As the others return to the van, I stop one last time and look at the rose I have left on the ground. I feel Nick still looking at me. I smile.

"Did you want the house to take you? Had you looked into the minds of those around you and had you seen that they all wanted you to cripple me if you had the power? They all wanted it. I could tell. I would have let you. You didn't want to... I knew that you didn't want to hurt me. I knew that you loved me.

I know that you love me.

You called me a key once, Nick. Let me be the key that frees you. Come to me when you are free, when Rose Red's death has shown you the door. I don't care what she has left of you. Let me heal you. Feed from me as Rose Red once did. You don't have to worry, It won't hurt me. Living without you is truly pain."

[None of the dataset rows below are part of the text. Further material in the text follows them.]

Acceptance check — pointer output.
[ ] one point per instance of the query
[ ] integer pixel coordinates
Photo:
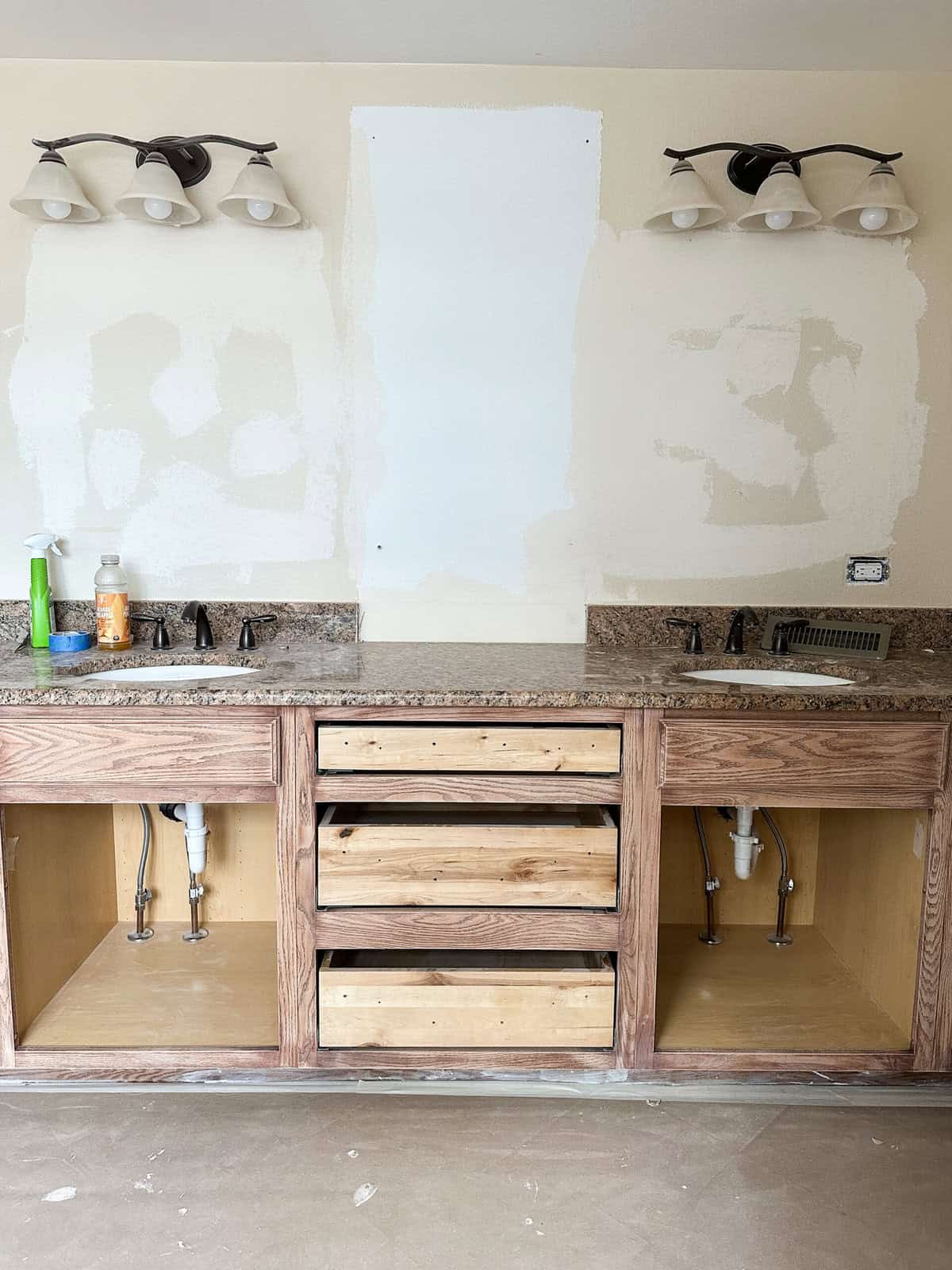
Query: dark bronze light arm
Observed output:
(791, 156)
(162, 144)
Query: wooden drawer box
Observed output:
(466, 999)
(803, 756)
(163, 749)
(467, 855)
(467, 749)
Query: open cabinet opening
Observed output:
(839, 971)
(80, 983)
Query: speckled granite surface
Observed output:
(463, 675)
(329, 622)
(643, 625)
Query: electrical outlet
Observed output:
(867, 569)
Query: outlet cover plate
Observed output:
(867, 571)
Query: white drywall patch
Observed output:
(478, 225)
(154, 365)
(748, 403)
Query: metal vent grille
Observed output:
(854, 639)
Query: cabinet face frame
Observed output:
(932, 1019)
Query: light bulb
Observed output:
(259, 209)
(159, 209)
(685, 217)
(56, 210)
(778, 220)
(873, 217)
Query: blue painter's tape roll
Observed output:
(69, 641)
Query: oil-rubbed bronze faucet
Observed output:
(692, 638)
(196, 613)
(780, 645)
(735, 635)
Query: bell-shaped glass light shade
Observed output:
(685, 202)
(52, 194)
(156, 194)
(780, 203)
(258, 197)
(879, 206)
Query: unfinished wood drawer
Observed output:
(803, 756)
(467, 855)
(222, 747)
(466, 999)
(467, 749)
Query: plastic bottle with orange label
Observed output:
(113, 630)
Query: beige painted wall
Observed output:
(742, 410)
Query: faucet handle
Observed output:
(692, 641)
(160, 638)
(780, 645)
(247, 639)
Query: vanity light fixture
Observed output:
(258, 196)
(771, 173)
(685, 202)
(165, 168)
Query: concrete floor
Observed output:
(342, 1181)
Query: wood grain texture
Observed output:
(467, 714)
(606, 791)
(60, 867)
(704, 1062)
(869, 899)
(932, 1028)
(628, 886)
(137, 791)
(748, 995)
(410, 1062)
(298, 973)
(803, 756)
(239, 882)
(467, 855)
(160, 749)
(146, 1066)
(8, 1032)
(467, 749)
(467, 1000)
(770, 795)
(682, 895)
(463, 929)
(649, 854)
(167, 994)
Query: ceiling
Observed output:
(742, 35)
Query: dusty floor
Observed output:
(343, 1181)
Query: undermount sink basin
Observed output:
(168, 673)
(771, 679)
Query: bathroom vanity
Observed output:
(473, 857)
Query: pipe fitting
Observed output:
(747, 845)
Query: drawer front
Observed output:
(467, 856)
(225, 749)
(467, 749)
(467, 1000)
(803, 756)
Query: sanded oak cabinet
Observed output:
(406, 889)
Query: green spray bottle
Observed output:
(41, 597)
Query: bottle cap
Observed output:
(69, 641)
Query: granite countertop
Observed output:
(466, 675)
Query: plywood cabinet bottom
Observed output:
(467, 999)
(168, 994)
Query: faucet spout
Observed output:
(735, 635)
(197, 614)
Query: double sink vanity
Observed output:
(476, 857)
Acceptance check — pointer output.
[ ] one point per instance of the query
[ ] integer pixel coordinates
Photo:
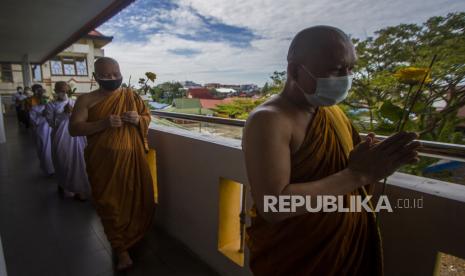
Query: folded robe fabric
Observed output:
(118, 171)
(319, 243)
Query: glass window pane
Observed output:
(56, 68)
(6, 73)
(69, 69)
(81, 67)
(36, 72)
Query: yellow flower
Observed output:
(413, 75)
(151, 76)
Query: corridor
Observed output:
(44, 234)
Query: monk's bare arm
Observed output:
(267, 136)
(78, 125)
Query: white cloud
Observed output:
(274, 21)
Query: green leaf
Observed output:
(419, 107)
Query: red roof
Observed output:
(95, 33)
(199, 93)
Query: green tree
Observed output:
(381, 87)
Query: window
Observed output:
(69, 66)
(6, 72)
(56, 67)
(36, 72)
(81, 67)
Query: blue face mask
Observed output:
(329, 91)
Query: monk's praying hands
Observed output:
(131, 117)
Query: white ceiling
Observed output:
(40, 27)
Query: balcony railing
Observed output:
(440, 150)
(195, 171)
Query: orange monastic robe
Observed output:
(320, 244)
(118, 171)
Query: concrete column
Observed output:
(26, 67)
(90, 62)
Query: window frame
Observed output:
(41, 73)
(10, 71)
(75, 59)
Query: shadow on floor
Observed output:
(44, 234)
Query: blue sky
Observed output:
(241, 41)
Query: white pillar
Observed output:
(2, 140)
(27, 77)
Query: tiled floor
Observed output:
(43, 234)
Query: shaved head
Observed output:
(107, 68)
(315, 41)
(104, 61)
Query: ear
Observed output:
(293, 70)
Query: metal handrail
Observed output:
(440, 150)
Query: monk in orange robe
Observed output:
(115, 121)
(299, 143)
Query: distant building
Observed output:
(199, 93)
(213, 103)
(233, 86)
(74, 65)
(212, 85)
(249, 88)
(190, 84)
(226, 90)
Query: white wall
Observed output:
(189, 166)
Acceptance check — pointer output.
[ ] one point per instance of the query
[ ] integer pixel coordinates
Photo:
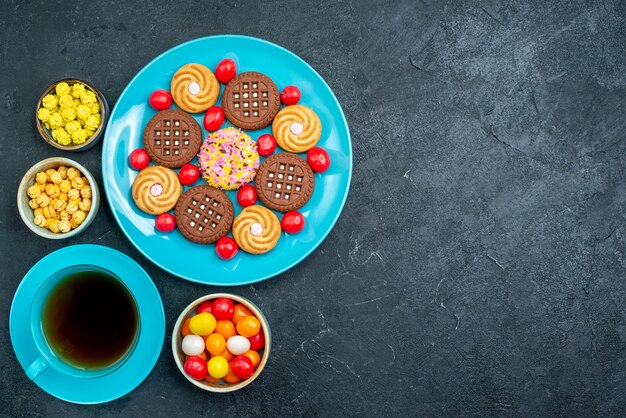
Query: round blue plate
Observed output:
(135, 369)
(171, 251)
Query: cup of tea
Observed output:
(84, 321)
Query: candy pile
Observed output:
(71, 113)
(221, 341)
(60, 199)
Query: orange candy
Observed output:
(240, 312)
(226, 328)
(201, 355)
(231, 377)
(216, 344)
(210, 379)
(185, 329)
(254, 357)
(248, 326)
(226, 354)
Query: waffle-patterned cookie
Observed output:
(297, 128)
(256, 229)
(204, 214)
(156, 190)
(284, 182)
(251, 100)
(194, 88)
(172, 138)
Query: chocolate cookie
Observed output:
(172, 138)
(251, 100)
(284, 182)
(204, 214)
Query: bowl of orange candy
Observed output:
(221, 342)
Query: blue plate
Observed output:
(171, 251)
(135, 369)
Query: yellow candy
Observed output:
(72, 173)
(41, 177)
(55, 120)
(78, 183)
(78, 217)
(62, 89)
(43, 114)
(77, 90)
(66, 101)
(65, 186)
(71, 208)
(217, 367)
(73, 194)
(68, 114)
(33, 191)
(79, 137)
(202, 323)
(85, 191)
(40, 220)
(56, 178)
(85, 205)
(52, 190)
(42, 200)
(92, 122)
(65, 225)
(72, 126)
(83, 112)
(50, 101)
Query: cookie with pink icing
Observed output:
(228, 159)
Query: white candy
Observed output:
(193, 345)
(238, 344)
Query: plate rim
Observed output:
(313, 247)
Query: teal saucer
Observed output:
(135, 369)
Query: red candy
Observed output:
(188, 174)
(292, 222)
(226, 248)
(139, 159)
(160, 99)
(223, 308)
(195, 367)
(290, 95)
(242, 367)
(204, 307)
(225, 70)
(266, 144)
(318, 159)
(246, 196)
(213, 118)
(257, 341)
(165, 222)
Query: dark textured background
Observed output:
(479, 265)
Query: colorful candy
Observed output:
(292, 222)
(193, 345)
(189, 174)
(225, 70)
(290, 95)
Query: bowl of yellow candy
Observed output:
(71, 115)
(58, 198)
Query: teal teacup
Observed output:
(84, 321)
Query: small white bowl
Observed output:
(28, 180)
(179, 356)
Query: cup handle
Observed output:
(36, 368)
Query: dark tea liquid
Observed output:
(90, 320)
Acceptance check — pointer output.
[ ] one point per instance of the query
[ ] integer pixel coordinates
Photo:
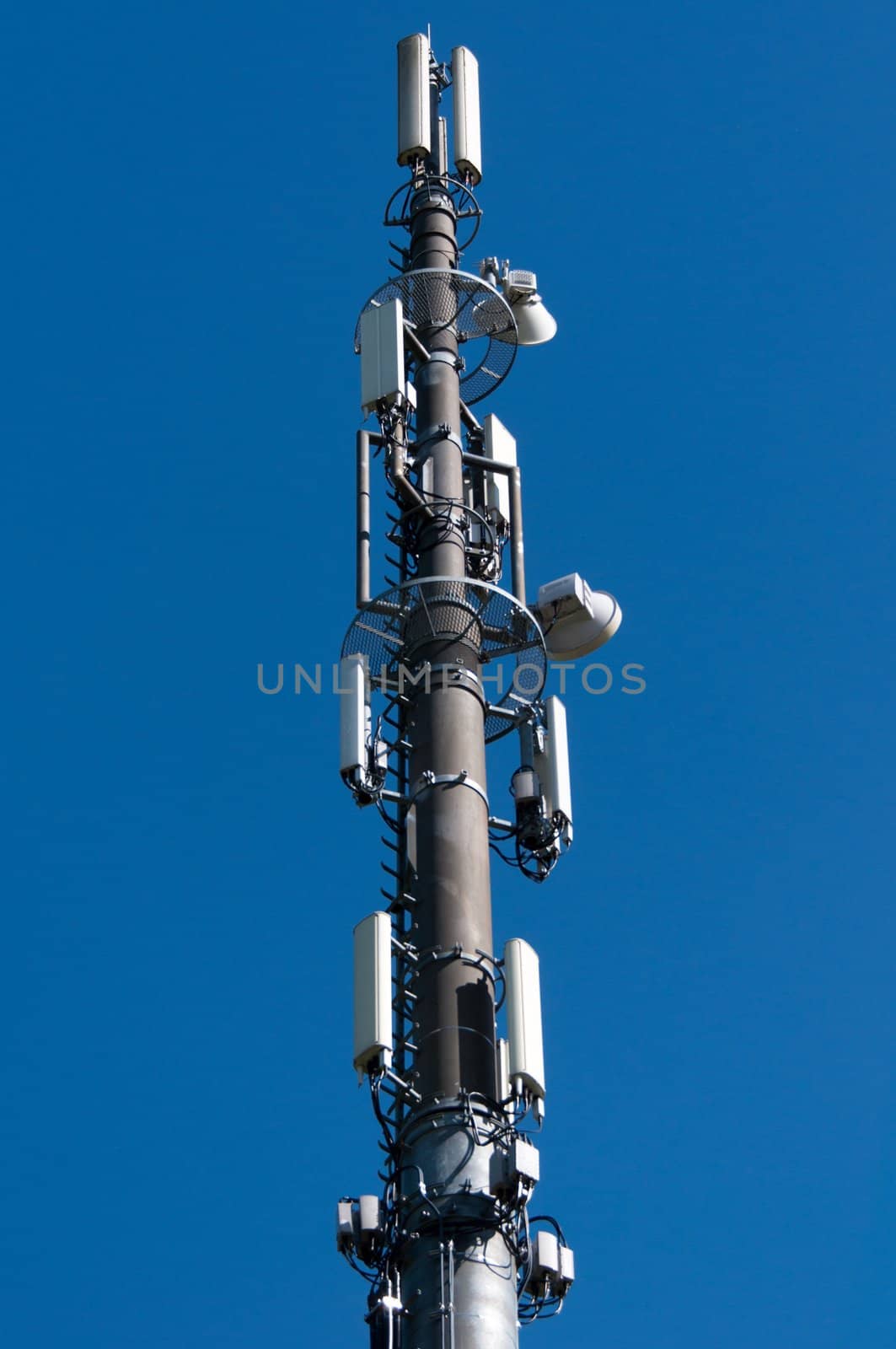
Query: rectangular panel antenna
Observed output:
(354, 714)
(415, 132)
(498, 444)
(464, 74)
(523, 1015)
(373, 992)
(382, 355)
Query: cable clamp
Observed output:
(428, 780)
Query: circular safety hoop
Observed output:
(512, 651)
(466, 304)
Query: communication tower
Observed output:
(435, 668)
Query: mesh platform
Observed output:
(475, 310)
(509, 640)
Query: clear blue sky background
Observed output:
(192, 213)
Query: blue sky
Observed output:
(192, 226)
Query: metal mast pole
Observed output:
(455, 1260)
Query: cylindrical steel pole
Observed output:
(458, 1272)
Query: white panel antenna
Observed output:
(354, 715)
(373, 993)
(552, 766)
(464, 74)
(415, 130)
(523, 1016)
(500, 445)
(382, 355)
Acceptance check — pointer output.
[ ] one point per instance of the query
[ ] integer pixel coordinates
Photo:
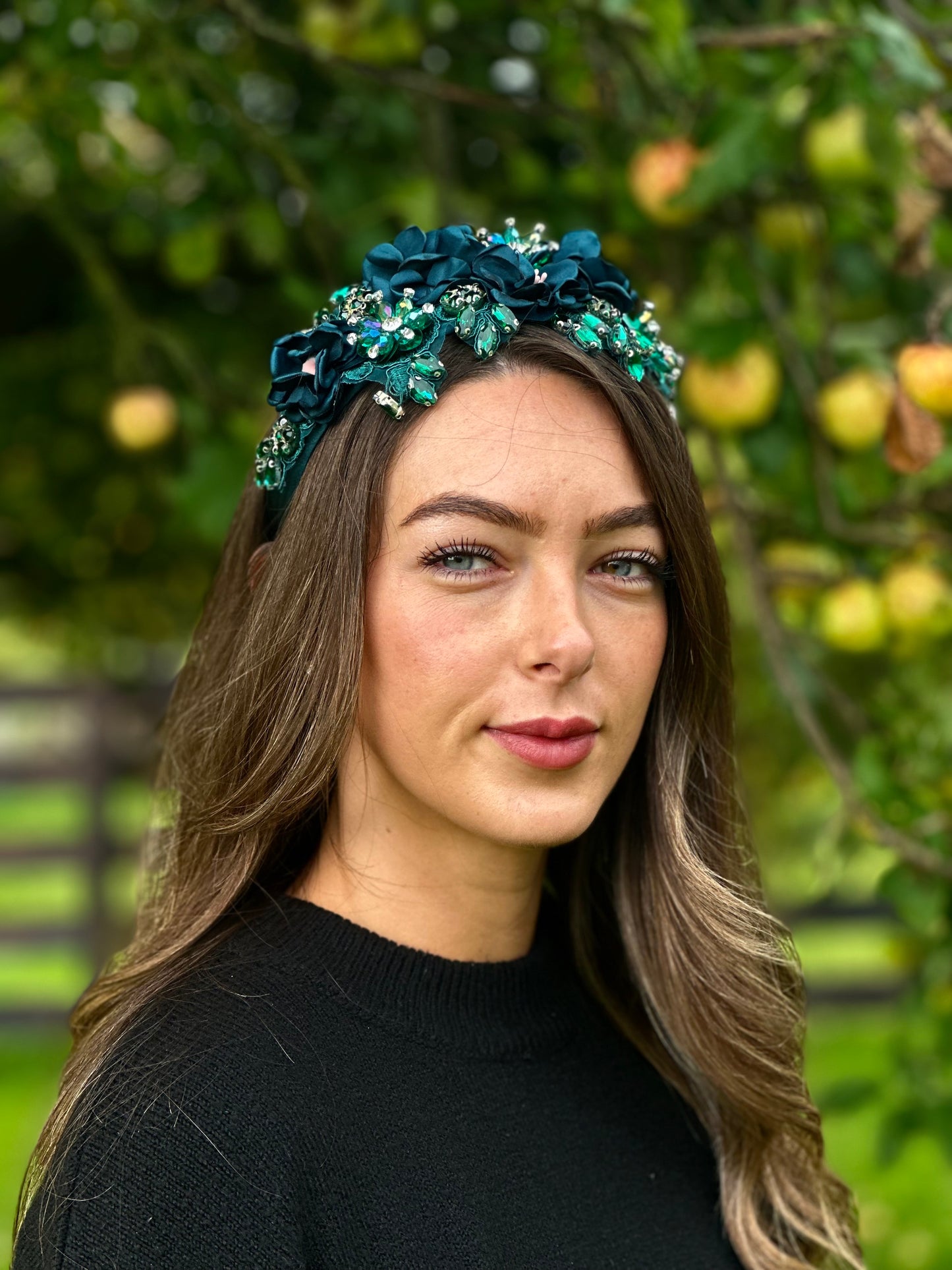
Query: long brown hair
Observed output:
(660, 896)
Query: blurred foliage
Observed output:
(186, 182)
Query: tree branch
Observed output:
(770, 37)
(913, 852)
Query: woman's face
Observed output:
(498, 597)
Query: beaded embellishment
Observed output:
(395, 338)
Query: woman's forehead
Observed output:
(542, 437)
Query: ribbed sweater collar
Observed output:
(526, 1006)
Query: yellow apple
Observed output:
(835, 148)
(852, 616)
(739, 393)
(913, 591)
(659, 171)
(142, 417)
(853, 409)
(926, 374)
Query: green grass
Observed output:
(905, 1208)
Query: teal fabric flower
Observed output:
(478, 285)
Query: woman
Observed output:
(452, 950)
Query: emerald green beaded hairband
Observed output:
(390, 330)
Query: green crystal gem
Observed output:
(450, 304)
(287, 438)
(269, 471)
(594, 323)
(620, 337)
(486, 339)
(378, 343)
(406, 337)
(466, 323)
(587, 339)
(431, 366)
(418, 320)
(504, 315)
(422, 390)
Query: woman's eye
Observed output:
(630, 569)
(462, 562)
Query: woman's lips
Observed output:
(542, 751)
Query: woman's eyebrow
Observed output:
(635, 517)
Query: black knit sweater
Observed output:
(319, 1095)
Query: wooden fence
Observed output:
(113, 734)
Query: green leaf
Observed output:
(903, 51)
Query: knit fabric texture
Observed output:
(319, 1095)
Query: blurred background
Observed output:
(183, 182)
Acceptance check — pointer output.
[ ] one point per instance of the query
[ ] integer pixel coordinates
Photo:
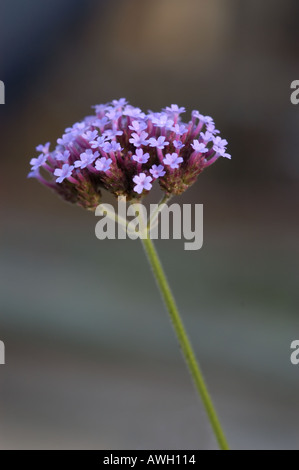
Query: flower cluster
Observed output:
(125, 151)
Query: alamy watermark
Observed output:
(159, 221)
(2, 353)
(2, 92)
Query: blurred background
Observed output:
(91, 360)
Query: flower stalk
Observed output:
(182, 336)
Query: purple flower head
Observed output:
(86, 158)
(99, 142)
(43, 148)
(207, 136)
(139, 139)
(175, 109)
(66, 139)
(113, 114)
(142, 182)
(112, 145)
(135, 113)
(199, 147)
(111, 133)
(162, 120)
(178, 144)
(140, 157)
(90, 135)
(179, 129)
(62, 156)
(138, 126)
(157, 171)
(64, 172)
(119, 103)
(219, 143)
(173, 160)
(103, 164)
(159, 143)
(39, 161)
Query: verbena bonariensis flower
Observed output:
(125, 151)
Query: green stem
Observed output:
(154, 218)
(184, 342)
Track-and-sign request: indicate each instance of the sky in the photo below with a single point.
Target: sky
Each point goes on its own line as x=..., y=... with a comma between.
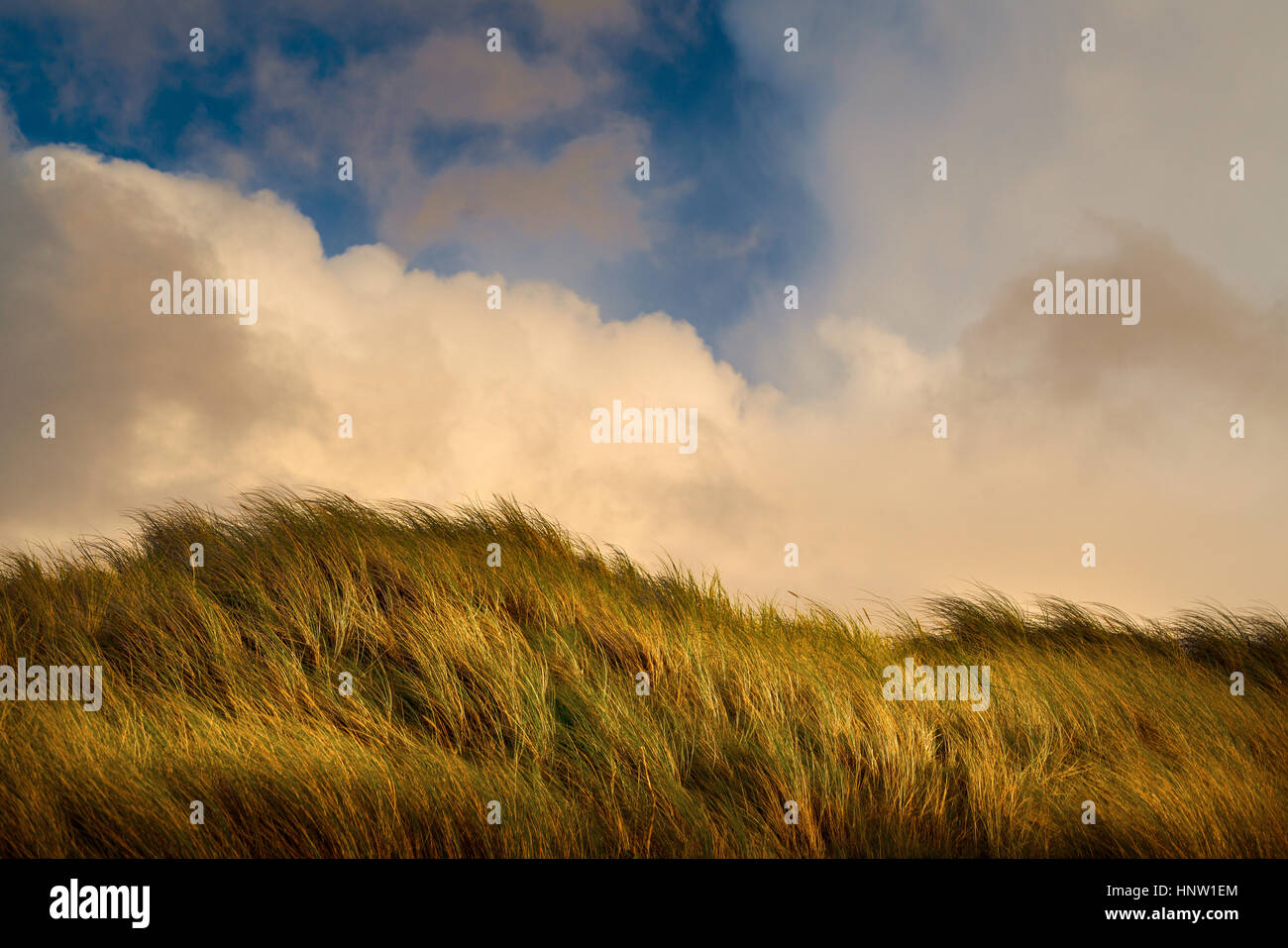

There is nothing left for me to do. The invitation has been given and all that remains is for it to be accepted. As I walk to the van, the sudden thought that he will not come in the fear of hurting me, despite my words, is nothing less than torture. "Please," I pray to God. "Please let him understand me."

We drive away and I hear Rose Red laughing, even as she cries out against her fate. She believes she has won.

It seems that she has been premature with her boasting.

"I will come," I hear Nick gently say. I know that my prayer has been answered: He still understands me.

"I will be waiting for you," I cry out to him. "I love you."

"I love you too. But you probably already know that," Nick whispers and it is almost like a kiss.

I feel the tears coming to my eyes and slide down my cheeks. Cathy turns and sees them. She tries to comfort me, believing they are tears of sorrow. She does not realize they are from the joy that I now feel. Maybe if she had her pen and paper with her she would know of her mistake.

We leave Rose Red behind and I know in my heart that I will never see her again. It doesn't matter. I have left my rose on the ground, knowing that soon it will return to me.